If the response is going to take a long time, use Asynchronous Operations in that case.
Sometimes a POST, PUT, PATCH, or DELETE operation might require processing that takes a while to complete. If you wait for completion before sending a response to the client, it may cause unacceptable latency. If so, consider making the operation asynchronous. Return HTTP status code 202 (Accepted) to indicate the request was accepted for processing but is not completed.
You should expose an endpoint that returns the status of an asynchronous request, so the client can monitor the status by polling the status endpoint. Include the URI of the status endpoint in the Location header of the 202 response. For example:
HTTP/1.1 202 AcceptedLocation: /api/status/12345If the client sends a GET request to this endpoint, the response should contain the current status of the request. Optionally, it could also include an estimated time to completion or a link to cancel the operation.

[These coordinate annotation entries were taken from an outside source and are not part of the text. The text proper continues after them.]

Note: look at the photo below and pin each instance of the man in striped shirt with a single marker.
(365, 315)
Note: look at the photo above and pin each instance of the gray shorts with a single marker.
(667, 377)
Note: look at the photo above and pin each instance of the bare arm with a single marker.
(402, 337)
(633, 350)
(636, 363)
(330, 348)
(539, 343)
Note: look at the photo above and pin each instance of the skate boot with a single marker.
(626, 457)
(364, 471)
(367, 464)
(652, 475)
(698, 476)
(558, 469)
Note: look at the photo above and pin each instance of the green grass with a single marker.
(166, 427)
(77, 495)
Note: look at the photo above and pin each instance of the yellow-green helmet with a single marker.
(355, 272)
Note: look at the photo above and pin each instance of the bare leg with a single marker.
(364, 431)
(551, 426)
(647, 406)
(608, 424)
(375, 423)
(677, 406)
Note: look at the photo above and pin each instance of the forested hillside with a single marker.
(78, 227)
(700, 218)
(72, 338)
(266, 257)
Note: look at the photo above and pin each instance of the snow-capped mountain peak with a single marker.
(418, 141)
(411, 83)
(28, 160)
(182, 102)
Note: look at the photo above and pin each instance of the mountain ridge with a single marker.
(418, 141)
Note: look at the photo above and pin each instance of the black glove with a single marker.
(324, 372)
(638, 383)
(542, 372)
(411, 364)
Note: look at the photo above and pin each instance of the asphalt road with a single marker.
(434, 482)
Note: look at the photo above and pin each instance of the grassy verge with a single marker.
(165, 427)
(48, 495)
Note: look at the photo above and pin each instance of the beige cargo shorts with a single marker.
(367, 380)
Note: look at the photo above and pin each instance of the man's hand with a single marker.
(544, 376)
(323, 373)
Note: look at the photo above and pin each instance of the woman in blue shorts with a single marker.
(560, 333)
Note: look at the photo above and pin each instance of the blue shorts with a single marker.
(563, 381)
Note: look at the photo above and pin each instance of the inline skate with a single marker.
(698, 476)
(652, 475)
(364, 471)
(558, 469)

An idempotent HTTP method is an HTTP method that can be called many times without different outcomes. It would not matter if the method is called only once, or ten times over. The result should be the same. It essentially means that the result of a successfully performed request is independent of the number of times it is executed. For example, in arithmetic, adding zero to a number is idempotent operation.